Cathy, the elementary school principal, and Maria Rasmussen, one of the district’s MTSS teachers, presented a live classroom demonstration at the Paynesville Public School District board meeting to show how recent LETRS teacher training translates into everyday instruction.
“The letters training we’ve done the last three years and applying it…this is a snapshot of what that looks like in kindergarten,” Maria Rasmussen told the board as she introduced a sequence of phonemic awareness exercises. She explained that learning to read “is not a natural process” and described the instructional progression from phonological awareness to phonics, then fluency and comprehension.
The kindergarten class performed Heggerty routines — short, daily exercises that emphasize syllable segmentation, onset‑rime and phoneme manipulation — while board members observed. The activities included vowel and consonant sound drills, blending practice and substitution exercises such as turning “set” into “sit” by changing the middle sound, demonstrating how teachers build students’ ability to hear and manipulate sounds.

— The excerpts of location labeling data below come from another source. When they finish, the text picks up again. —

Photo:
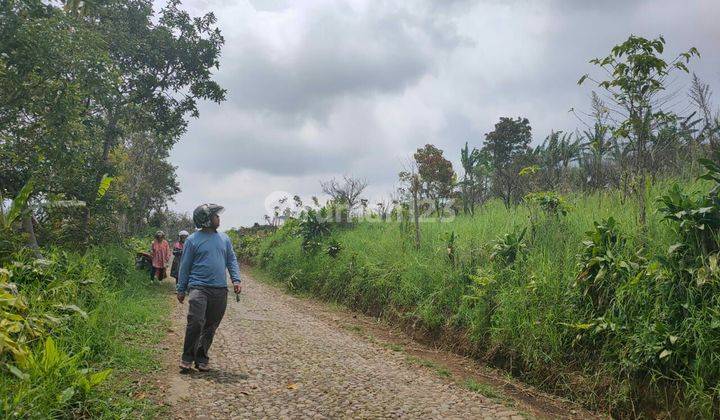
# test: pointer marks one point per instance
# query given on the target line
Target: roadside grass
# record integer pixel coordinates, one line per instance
(124, 319)
(484, 389)
(527, 316)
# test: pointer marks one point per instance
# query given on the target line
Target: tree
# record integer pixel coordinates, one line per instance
(412, 186)
(468, 160)
(345, 193)
(145, 181)
(52, 73)
(165, 62)
(637, 75)
(508, 149)
(436, 176)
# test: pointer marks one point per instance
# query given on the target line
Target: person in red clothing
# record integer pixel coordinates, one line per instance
(177, 253)
(160, 251)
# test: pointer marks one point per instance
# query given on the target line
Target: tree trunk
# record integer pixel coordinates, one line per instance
(29, 230)
(416, 212)
(109, 139)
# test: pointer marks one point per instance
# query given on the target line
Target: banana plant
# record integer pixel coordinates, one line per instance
(18, 205)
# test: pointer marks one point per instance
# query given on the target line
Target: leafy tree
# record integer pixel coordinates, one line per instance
(636, 76)
(436, 175)
(53, 72)
(508, 149)
(165, 61)
(145, 180)
(411, 187)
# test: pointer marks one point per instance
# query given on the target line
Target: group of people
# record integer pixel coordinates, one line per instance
(160, 254)
(199, 268)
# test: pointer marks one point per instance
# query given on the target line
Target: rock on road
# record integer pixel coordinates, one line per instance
(274, 357)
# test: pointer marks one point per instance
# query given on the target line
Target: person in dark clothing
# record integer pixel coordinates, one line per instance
(207, 253)
(177, 253)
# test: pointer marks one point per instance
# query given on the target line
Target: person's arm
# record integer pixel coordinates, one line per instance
(231, 262)
(167, 253)
(185, 264)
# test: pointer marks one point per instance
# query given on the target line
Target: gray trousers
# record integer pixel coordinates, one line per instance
(206, 310)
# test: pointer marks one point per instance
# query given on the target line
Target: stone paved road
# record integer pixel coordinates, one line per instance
(274, 357)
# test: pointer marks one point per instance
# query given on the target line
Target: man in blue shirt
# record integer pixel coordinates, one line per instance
(206, 255)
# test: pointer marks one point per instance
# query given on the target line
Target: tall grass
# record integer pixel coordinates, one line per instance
(95, 321)
(528, 316)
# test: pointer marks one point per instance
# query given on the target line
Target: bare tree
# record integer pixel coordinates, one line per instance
(346, 193)
(412, 186)
(701, 97)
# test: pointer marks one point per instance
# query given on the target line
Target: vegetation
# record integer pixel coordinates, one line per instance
(66, 323)
(587, 265)
(93, 95)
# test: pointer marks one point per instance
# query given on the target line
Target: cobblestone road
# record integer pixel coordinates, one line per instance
(274, 357)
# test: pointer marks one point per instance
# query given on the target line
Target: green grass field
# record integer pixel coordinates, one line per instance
(529, 316)
(122, 321)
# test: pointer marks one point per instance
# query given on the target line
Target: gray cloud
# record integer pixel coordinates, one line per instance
(322, 88)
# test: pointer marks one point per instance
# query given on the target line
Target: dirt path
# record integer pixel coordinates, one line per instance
(279, 356)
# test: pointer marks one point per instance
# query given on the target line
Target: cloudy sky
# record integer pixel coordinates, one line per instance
(318, 89)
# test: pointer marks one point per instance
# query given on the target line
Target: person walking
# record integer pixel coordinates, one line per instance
(206, 255)
(177, 253)
(160, 252)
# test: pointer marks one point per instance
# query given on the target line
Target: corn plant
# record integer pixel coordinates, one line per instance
(603, 264)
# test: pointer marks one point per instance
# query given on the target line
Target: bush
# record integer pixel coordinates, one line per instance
(52, 331)
(621, 318)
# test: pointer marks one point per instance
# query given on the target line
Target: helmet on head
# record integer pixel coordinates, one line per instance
(202, 214)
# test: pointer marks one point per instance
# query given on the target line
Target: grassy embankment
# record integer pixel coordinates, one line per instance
(638, 339)
(89, 329)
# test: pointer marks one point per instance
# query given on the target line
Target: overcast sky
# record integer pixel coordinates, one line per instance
(318, 89)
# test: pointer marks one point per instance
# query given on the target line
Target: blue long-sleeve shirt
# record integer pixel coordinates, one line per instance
(204, 260)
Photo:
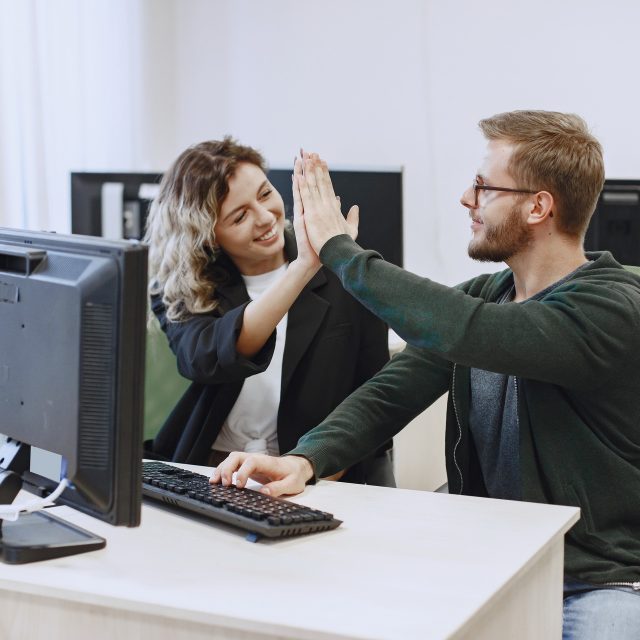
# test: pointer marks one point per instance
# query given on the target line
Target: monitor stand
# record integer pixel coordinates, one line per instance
(38, 535)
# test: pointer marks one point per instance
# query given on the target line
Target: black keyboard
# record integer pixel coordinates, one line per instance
(258, 514)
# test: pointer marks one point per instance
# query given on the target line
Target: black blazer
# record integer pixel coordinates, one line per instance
(333, 345)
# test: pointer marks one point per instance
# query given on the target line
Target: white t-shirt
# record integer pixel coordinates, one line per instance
(251, 425)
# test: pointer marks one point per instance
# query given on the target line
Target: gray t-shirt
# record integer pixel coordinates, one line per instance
(493, 420)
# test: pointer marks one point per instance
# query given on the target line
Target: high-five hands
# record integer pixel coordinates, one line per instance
(322, 214)
(287, 475)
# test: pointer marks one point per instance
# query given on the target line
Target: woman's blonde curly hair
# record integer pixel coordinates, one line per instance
(180, 228)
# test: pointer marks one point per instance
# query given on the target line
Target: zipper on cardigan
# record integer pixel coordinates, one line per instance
(632, 585)
(455, 411)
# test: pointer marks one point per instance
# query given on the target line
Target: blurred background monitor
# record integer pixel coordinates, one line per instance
(115, 205)
(615, 225)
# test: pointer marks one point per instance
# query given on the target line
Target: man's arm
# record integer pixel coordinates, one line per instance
(574, 337)
(370, 416)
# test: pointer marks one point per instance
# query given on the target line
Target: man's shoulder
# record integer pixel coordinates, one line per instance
(487, 286)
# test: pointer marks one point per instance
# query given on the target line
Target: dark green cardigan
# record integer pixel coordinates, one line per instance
(575, 354)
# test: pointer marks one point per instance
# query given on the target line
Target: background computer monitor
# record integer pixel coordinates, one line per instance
(115, 205)
(615, 225)
(72, 349)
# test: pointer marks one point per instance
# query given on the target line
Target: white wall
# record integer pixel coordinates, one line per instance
(127, 84)
(404, 82)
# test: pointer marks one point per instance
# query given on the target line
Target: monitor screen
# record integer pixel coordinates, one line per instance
(72, 348)
(115, 205)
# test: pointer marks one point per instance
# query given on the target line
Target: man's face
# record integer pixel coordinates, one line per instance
(498, 220)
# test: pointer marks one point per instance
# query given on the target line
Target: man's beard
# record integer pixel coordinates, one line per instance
(503, 241)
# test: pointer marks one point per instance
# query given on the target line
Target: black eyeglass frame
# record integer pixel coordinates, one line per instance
(477, 187)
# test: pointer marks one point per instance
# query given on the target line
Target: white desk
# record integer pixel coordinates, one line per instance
(405, 564)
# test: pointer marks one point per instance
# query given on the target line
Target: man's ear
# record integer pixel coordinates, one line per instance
(541, 208)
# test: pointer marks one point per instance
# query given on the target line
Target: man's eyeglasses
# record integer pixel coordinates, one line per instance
(483, 187)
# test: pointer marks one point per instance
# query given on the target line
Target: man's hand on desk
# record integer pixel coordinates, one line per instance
(280, 476)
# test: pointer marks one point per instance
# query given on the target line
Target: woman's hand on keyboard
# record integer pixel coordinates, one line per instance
(287, 475)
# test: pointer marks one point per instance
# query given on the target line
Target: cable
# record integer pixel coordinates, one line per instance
(12, 512)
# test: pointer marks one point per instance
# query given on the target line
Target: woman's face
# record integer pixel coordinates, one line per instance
(250, 226)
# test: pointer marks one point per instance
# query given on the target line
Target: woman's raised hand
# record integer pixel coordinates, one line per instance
(322, 214)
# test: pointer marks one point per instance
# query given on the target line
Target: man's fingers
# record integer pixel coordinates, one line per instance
(260, 466)
(286, 486)
(324, 179)
(224, 471)
(297, 199)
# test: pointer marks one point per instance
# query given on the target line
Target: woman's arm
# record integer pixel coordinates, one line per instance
(263, 315)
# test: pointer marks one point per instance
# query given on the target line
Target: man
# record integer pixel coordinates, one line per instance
(540, 361)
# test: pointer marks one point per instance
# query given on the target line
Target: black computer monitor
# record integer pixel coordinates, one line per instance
(113, 205)
(116, 204)
(615, 225)
(72, 349)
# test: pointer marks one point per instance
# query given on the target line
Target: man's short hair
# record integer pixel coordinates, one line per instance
(554, 152)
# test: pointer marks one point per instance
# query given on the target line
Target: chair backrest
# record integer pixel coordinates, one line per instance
(163, 385)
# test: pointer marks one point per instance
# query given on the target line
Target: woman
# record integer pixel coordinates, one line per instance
(270, 340)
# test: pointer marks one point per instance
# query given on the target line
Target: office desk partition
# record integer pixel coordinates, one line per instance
(405, 564)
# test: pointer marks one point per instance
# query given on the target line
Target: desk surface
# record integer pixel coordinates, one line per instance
(404, 564)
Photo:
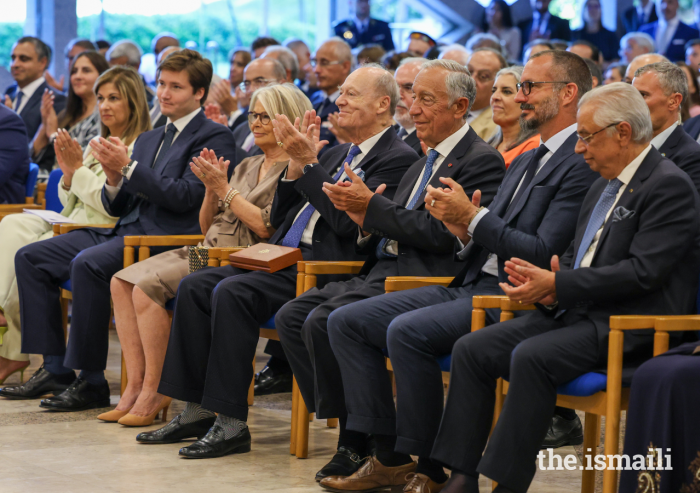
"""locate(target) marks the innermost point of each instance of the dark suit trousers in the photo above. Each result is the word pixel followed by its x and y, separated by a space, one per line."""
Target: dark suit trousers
pixel 215 331
pixel 417 326
pixel 539 353
pixel 87 258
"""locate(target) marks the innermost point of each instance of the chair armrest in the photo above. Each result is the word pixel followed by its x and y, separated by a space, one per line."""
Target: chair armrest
pixel 393 284
pixel 342 267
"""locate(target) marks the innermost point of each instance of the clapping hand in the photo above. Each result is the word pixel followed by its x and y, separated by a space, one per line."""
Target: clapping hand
pixel 530 283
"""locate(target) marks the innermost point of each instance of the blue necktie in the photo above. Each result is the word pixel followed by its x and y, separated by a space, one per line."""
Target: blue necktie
pixel 293 236
pixel 605 202
pixel 427 174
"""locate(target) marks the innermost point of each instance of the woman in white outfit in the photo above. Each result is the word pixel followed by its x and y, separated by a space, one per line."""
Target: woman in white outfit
pixel 121 99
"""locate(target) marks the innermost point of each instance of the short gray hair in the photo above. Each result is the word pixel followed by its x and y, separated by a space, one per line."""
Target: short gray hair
pixel 286 57
pixel 671 77
pixel 620 102
pixel 459 81
pixel 642 39
pixel 126 48
pixel 386 85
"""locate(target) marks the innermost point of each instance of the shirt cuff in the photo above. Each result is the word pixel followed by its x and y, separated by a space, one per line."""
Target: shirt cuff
pixel 475 221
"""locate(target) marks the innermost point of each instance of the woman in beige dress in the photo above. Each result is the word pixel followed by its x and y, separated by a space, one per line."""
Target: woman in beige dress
pixel 121 102
pixel 141 291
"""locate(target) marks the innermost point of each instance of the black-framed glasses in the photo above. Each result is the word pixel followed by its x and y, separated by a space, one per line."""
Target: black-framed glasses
pixel 587 140
pixel 264 119
pixel 526 86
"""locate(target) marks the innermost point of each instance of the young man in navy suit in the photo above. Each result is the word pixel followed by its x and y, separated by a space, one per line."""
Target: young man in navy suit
pixel 153 192
pixel 532 216
pixel 636 251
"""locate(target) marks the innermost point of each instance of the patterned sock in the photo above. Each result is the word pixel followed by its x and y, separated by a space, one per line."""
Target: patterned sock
pixel 232 426
pixel 194 412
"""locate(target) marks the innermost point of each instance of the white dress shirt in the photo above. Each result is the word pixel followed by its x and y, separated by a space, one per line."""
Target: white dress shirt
pixel 625 177
pixel 553 144
pixel 365 147
pixel 27 92
pixel 180 125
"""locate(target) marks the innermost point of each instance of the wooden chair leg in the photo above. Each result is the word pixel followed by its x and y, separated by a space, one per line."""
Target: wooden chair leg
pixel 591 432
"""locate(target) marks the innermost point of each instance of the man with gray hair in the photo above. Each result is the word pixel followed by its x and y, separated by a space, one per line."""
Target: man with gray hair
pixel 664 87
pixel 636 250
pixel 401 239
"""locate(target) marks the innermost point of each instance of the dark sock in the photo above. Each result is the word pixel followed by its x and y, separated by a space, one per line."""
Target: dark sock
pixel 351 439
pixel 54 364
pixel 431 469
pixel 386 454
pixel 566 413
pixel 93 377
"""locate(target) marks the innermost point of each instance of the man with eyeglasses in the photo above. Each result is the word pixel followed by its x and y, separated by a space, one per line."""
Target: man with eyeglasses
pixel 636 250
pixel 484 64
pixel 664 87
pixel 532 216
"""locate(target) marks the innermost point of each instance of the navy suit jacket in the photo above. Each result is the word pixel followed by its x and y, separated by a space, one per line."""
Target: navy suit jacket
pixel 377 32
pixel 335 234
pixel 425 245
pixel 169 197
pixel 14 157
pixel 684 151
pixel 543 221
pixel 676 48
pixel 647 259
pixel 31 113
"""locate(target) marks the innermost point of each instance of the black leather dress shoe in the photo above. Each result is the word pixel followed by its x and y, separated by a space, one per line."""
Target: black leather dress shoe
pixel 215 445
pixel 42 382
pixel 81 395
pixel 270 381
pixel 344 463
pixel 563 432
pixel 174 431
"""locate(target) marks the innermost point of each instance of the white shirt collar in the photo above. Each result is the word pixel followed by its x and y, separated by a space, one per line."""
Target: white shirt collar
pixel 660 139
pixel 445 147
pixel 628 173
pixel 556 141
pixel 181 123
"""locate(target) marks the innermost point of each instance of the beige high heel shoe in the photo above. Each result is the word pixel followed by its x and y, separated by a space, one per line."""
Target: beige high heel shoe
pixel 133 420
pixel 113 416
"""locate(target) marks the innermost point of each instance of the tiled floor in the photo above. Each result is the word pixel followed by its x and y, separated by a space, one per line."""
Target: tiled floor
pixel 60 453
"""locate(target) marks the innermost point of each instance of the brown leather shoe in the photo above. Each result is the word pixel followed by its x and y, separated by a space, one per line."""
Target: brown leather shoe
pixel 420 483
pixel 370 477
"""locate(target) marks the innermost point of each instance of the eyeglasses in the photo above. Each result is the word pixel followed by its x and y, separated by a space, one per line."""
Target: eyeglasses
pixel 587 140
pixel 264 119
pixel 526 86
pixel 323 62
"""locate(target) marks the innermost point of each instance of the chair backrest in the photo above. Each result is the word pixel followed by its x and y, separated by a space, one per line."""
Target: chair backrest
pixel 31 179
pixel 53 203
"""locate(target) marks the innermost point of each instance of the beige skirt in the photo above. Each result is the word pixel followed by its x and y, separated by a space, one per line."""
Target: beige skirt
pixel 158 276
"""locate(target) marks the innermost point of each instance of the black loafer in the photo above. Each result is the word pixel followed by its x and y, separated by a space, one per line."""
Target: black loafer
pixel 42 382
pixel 81 395
pixel 215 445
pixel 563 432
pixel 175 432
pixel 344 463
pixel 270 381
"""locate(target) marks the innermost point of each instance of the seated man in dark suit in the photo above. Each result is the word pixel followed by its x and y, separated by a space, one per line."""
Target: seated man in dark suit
pixel 30 59
pixel 404 76
pixel 14 157
pixel 669 33
pixel 153 193
pixel 218 312
pixel 533 216
pixel 363 30
pixel 664 87
pixel 402 239
pixel 636 251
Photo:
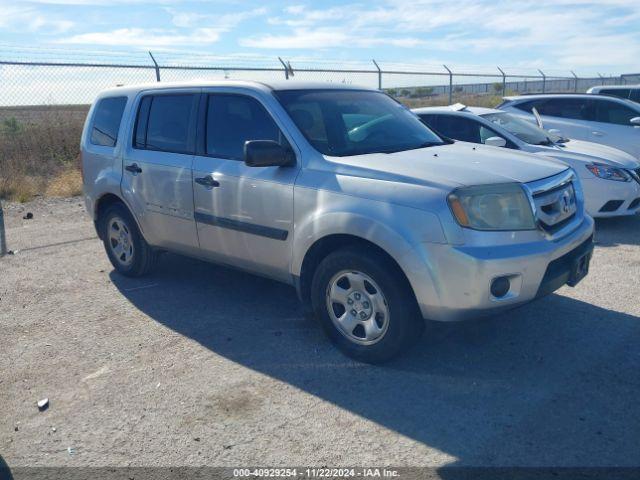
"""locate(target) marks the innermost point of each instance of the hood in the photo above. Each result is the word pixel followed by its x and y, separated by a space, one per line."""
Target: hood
pixel 602 153
pixel 454 165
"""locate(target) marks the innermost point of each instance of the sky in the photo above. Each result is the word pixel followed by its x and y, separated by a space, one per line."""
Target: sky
pixel 557 35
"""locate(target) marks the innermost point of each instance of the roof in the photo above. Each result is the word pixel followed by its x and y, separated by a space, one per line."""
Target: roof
pixel 614 87
pixel 589 96
pixel 548 95
pixel 275 85
pixel 456 108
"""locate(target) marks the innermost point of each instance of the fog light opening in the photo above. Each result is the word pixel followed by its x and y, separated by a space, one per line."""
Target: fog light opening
pixel 500 287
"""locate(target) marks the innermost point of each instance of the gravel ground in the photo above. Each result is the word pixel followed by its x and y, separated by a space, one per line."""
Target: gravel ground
pixel 201 365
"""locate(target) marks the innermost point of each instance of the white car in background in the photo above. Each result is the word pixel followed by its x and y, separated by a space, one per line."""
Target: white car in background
pixel 630 92
pixel 595 118
pixel 610 177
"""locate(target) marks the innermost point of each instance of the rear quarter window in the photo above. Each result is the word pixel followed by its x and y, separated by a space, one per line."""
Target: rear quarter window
pixel 106 121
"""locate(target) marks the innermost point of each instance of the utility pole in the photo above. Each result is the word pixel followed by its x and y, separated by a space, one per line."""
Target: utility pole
pixel 3 238
pixel 544 81
pixel 157 67
pixel 504 81
pixel 450 84
pixel 379 74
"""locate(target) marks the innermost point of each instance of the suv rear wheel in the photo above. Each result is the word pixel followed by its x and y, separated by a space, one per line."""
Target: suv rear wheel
pixel 365 305
pixel 128 251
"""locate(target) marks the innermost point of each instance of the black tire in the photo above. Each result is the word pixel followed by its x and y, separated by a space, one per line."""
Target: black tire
pixel 404 323
pixel 142 258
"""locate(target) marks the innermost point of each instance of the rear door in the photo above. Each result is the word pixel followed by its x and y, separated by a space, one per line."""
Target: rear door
pixel 244 215
pixel 157 180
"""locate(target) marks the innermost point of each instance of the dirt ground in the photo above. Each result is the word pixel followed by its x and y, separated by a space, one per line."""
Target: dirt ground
pixel 202 365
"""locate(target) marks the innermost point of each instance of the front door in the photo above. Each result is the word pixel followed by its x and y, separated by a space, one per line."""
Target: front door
pixel 244 215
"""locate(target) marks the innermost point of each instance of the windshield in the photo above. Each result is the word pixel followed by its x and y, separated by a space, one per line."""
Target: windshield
pixel 522 129
pixel 355 122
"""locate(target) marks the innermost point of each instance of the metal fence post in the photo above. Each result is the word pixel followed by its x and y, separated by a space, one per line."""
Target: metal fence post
pixel 544 81
pixel 450 84
pixel 504 81
pixel 288 69
pixel 3 238
pixel 379 74
pixel 155 64
pixel 575 77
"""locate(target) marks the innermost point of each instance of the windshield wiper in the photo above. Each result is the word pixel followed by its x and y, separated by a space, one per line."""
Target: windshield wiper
pixel 422 145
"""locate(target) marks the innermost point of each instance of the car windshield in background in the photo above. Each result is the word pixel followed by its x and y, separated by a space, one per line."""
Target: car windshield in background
pixel 522 129
pixel 355 122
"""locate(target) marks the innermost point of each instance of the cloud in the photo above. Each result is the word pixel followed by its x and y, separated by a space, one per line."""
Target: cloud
pixel 190 29
pixel 563 30
pixel 18 18
pixel 138 37
pixel 225 22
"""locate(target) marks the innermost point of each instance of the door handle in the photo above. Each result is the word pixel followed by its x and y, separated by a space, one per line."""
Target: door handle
pixel 207 181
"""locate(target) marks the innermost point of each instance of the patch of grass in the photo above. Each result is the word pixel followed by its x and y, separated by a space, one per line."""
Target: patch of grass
pixel 39 152
pixel 66 184
pixel 486 100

Cathy framed the demonstration as part of a broader effort to implement the Minnesota Read Act and continue multi‑tiered supports. She thanked staff and noted the district will start a second LETRS cohort next year to train more teachers, saying, “behind every student success story is a staff member who championed for that student.”
District leaders described the classroom activity as an example of how sustained teacher training feeds classroom practice: teacher manuals from the two‑year LETRS sequence were displayed for board members, and staff members said the work is intended to make decoding automatic so students can focus on comprehension as they advance.
The demonstration concluded with the principal and MTSS staff dismissing the class and thanking the board for the opportunity to show instruction in action. The board’s communications period then moved on to other end‑of‑year updates.